Objection 1: It seems that artificially cloned human beings possess no soul. St. Thomas Aquinas says in his Commentary of Aristotle’s De Anima that the soul is, by definition, immaterial — “a thing is free from the restriction of matter and has a certain width and infinity.” The process of cloning is a biotechnological technique that produces an exact genetic copy of a cell or an organism. But in cloning a human being, only a human material body is produced. Therefore, the immaterial soul in a human being cannot be cloned or produced and a cloned human being would not have a soul.

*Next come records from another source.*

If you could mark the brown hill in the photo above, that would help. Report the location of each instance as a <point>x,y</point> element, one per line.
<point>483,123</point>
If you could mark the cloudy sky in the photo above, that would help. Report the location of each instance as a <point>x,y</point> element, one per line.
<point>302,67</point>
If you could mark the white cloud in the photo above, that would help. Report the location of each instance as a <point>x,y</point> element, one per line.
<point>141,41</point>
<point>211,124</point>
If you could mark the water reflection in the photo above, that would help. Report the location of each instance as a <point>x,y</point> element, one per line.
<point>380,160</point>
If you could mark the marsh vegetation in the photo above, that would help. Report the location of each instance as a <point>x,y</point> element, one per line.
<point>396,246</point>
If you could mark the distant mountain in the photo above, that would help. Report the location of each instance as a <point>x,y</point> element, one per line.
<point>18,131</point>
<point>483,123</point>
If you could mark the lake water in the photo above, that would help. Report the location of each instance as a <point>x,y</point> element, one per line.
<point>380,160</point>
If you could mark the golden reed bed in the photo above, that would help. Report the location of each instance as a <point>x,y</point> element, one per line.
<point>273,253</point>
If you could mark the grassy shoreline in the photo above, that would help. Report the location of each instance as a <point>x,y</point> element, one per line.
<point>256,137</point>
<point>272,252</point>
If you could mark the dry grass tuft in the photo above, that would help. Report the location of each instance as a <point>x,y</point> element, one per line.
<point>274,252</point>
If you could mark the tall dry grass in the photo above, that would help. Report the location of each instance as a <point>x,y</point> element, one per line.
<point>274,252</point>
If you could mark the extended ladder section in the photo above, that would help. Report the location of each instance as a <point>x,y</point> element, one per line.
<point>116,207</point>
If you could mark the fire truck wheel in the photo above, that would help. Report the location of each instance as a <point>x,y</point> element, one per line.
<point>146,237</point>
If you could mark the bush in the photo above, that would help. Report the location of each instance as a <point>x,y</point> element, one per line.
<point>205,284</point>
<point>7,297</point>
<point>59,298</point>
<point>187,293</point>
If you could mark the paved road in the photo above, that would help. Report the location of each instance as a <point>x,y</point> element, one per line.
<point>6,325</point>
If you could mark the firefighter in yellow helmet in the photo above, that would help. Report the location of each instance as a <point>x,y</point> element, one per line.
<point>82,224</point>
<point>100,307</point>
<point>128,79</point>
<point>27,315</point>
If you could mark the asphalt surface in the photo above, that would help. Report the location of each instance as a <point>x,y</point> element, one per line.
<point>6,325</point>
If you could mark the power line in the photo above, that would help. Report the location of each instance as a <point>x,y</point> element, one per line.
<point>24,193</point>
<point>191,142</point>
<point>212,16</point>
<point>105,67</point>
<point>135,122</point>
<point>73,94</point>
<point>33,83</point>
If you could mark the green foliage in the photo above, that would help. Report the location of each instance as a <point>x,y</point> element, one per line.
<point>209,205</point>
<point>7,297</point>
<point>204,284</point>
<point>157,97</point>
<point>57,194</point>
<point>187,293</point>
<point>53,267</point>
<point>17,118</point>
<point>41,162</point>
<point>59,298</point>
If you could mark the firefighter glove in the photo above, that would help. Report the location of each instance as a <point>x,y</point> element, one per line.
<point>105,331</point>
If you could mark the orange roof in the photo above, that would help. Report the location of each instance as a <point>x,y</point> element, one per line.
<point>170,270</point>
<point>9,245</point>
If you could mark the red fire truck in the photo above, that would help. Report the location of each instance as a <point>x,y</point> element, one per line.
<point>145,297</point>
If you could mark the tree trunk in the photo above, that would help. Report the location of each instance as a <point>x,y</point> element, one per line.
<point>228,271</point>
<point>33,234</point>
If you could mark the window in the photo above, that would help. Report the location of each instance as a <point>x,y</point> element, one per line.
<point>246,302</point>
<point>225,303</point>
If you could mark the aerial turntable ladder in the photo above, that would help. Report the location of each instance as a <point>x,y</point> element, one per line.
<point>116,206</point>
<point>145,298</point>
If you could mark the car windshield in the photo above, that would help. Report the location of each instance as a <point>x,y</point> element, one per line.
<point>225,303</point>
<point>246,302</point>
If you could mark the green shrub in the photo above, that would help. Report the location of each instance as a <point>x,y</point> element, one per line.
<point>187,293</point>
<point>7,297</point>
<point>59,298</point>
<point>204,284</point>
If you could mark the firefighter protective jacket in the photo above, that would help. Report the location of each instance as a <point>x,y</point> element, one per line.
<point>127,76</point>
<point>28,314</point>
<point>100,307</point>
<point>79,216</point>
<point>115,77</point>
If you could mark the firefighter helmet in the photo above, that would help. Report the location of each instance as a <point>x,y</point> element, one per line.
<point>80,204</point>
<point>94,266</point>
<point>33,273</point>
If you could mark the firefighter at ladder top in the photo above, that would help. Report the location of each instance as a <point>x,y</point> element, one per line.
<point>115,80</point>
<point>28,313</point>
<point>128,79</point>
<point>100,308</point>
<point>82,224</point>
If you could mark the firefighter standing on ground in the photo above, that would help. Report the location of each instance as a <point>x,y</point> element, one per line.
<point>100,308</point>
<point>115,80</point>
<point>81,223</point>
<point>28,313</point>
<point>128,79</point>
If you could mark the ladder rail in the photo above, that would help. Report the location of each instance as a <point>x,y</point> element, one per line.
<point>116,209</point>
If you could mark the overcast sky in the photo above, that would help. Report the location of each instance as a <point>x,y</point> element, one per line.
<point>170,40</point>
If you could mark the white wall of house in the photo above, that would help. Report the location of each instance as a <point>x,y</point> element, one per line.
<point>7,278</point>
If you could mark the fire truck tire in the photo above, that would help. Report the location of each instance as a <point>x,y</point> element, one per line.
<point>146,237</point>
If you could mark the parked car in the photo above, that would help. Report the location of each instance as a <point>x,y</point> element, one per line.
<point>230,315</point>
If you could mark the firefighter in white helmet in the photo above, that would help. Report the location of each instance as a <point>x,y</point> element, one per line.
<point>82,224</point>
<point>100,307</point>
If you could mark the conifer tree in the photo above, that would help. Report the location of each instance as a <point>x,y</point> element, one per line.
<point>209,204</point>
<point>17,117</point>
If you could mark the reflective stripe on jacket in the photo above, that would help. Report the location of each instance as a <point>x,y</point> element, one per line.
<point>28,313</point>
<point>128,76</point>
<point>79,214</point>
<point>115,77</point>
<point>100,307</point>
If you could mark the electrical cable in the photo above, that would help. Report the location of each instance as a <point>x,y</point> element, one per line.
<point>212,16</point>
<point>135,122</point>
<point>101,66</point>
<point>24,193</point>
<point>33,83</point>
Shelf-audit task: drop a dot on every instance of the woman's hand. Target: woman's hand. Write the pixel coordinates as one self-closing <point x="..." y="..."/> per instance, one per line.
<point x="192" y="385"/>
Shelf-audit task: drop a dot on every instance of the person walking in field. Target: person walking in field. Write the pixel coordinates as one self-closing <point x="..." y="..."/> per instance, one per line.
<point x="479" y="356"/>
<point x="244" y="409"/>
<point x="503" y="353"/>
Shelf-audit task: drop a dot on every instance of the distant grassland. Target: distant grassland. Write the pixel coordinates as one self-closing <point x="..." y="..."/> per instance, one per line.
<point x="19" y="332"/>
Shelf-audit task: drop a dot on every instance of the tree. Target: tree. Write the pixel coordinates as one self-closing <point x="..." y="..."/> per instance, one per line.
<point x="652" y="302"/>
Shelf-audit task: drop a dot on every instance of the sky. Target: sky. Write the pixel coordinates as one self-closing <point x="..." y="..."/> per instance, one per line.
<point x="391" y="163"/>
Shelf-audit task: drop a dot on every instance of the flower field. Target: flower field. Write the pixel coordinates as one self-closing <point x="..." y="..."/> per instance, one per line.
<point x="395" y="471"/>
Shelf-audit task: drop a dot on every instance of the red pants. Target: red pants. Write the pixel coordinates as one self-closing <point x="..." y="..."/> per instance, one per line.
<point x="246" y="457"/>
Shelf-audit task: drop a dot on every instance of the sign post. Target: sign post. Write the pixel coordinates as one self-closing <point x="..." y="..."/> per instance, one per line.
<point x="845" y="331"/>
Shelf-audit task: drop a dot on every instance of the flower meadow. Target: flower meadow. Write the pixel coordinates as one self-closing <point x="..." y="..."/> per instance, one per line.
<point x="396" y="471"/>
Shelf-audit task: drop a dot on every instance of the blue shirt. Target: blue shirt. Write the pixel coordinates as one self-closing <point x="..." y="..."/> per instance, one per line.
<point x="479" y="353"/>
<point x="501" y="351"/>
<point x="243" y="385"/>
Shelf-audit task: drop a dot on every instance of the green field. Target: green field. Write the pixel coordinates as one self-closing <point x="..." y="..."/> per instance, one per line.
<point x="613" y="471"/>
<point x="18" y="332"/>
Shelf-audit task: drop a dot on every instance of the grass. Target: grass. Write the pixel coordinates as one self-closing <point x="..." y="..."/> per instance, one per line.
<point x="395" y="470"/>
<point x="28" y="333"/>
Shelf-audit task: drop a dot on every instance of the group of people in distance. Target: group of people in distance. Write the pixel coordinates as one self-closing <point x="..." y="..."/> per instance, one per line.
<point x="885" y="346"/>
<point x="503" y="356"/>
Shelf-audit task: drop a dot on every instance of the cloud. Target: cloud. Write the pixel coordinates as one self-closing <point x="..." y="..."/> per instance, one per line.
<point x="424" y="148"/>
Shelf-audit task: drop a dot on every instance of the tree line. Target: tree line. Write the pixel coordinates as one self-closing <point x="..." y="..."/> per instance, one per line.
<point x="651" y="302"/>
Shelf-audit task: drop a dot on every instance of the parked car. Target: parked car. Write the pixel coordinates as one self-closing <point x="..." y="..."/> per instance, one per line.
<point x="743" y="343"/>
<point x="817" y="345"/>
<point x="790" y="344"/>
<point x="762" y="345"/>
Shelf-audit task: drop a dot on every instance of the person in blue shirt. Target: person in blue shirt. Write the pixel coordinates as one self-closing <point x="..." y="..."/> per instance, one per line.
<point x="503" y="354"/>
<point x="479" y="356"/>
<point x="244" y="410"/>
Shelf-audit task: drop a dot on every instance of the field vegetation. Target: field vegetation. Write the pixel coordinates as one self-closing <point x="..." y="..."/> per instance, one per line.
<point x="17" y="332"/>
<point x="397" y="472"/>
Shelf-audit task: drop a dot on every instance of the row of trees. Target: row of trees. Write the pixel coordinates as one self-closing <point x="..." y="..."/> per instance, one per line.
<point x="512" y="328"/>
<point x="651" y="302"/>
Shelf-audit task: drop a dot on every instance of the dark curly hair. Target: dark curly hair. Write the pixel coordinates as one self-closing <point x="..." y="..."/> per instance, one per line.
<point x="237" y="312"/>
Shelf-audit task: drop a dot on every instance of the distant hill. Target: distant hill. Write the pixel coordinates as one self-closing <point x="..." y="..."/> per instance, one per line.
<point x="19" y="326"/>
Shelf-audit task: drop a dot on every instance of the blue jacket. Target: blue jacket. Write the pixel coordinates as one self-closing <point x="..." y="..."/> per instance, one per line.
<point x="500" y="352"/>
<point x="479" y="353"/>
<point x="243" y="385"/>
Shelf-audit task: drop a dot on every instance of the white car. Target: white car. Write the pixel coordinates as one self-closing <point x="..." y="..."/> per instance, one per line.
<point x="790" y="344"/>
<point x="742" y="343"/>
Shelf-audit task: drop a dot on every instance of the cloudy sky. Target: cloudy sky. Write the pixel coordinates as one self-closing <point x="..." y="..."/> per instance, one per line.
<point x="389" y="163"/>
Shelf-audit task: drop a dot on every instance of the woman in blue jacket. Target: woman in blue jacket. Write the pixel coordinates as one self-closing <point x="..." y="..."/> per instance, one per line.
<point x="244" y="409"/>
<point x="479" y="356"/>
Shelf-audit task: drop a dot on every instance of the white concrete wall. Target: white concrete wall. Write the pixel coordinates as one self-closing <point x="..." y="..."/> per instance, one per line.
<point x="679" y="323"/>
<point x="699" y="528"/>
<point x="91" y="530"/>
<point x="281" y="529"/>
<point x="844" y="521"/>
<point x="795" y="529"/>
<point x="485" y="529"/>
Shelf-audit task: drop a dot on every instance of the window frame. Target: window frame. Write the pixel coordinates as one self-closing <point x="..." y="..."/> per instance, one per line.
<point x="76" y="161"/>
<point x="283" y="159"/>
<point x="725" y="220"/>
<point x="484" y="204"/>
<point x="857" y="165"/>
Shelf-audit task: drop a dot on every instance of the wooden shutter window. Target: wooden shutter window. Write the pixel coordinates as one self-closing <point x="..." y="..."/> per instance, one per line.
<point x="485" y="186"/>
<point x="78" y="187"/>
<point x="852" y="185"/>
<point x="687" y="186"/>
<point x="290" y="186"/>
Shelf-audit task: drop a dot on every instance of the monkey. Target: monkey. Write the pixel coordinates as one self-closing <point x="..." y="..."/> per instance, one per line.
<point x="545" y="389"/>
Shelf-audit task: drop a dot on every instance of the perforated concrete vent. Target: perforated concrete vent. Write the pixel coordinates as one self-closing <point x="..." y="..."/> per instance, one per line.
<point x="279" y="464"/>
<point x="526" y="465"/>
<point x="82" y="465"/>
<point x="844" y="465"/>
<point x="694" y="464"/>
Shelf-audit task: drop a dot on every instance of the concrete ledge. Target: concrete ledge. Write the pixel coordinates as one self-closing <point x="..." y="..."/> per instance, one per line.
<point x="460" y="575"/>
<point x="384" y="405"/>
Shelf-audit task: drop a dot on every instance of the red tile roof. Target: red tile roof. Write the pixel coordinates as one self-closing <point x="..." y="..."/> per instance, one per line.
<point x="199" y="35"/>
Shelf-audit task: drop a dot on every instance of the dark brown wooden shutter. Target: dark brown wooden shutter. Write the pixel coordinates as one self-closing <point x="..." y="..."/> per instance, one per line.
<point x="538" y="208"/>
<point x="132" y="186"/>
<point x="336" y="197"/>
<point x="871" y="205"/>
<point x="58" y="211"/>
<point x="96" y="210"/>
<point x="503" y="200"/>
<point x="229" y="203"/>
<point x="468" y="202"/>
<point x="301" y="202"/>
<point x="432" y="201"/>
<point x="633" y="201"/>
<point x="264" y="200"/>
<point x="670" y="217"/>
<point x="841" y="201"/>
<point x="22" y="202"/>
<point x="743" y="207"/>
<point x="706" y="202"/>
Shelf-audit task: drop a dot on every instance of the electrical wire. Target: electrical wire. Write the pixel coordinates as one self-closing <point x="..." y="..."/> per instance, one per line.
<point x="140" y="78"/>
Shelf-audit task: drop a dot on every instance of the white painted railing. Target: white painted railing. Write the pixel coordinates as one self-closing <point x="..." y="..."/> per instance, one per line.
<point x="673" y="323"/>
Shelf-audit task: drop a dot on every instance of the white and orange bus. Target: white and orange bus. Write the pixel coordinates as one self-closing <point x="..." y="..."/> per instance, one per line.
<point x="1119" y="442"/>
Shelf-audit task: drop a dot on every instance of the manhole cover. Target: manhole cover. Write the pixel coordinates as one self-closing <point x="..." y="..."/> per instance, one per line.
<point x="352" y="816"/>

Objection 2: Further, the process of human cloning bypasses the sexual act and, unlike other assisted reproductive technologies (ARTs), it also bypasses the need for sexual gametes, egg and sperm. In fact, men are no longer needed at all — cloned cells and cloned organisms are created asexually. But according to the Christian theological view of Traducianism (sometimes called “Generationism”), initially developed by Tertullian and somewhat propagated by St. Augustine of Hippo, human beings derive both their bodies and souls from their parents through procreation. Therefore, artificially cloned human beings cannot possess a soul because there are no parents, no sexual act, and no procreation involved.

On the contrary, God said in the Book of Genesis, “Increase and multiply, and fill the earth, and subdue it, and rule over the fishes of the sea and the fowls of the air, and all living creatures that move upon the earth.” (Genesis 1:28)

I answer that, in the Commentary on Aristotle’s De Anima, Aquinas says, “By ‘soul’ we understand that by which a living thing is alive.” The soul, therefore, is considered as the principle of all life. A cloned human being — inasmuch as it is alive, that is, it shows signs of appetite, sentience and rationality — does indeed possess a soul that animates it, distinguishing the living clone from a mere inanimate corpse.

Photo by Gabriel Barletta on Unsplash

Reply to Objection 1: In religious doctrines, “ensoulment” is the moment at which a human being receives a soul. During the time of Aristotle, it was commonly accepted that the human soul would enter the forming body at the age of 40 days old (male embryos) or 90 days (female embryos). When there was a quickening in the child’s development then it was considered an indication of the presence of a soul. Christian doctrine believes that the soul enters the body at the moment of conception. Tertullian affirms this when he said: “the one who will be a man is one already,” (Apologeticum IX, 8) and was reaffirmed more recently by Pope Benedict XVI when he said; “there is no reason not to consider him [the child in the womb] a person from conception.”Although the process of cloning cannot produce an immaterial soul along with the material body, it is the external process of ensoulment that can provide a soul to a developing cloned body. Therefore a cloned human can have an immaterial soul not produced artificially but imbued by a divine being like God.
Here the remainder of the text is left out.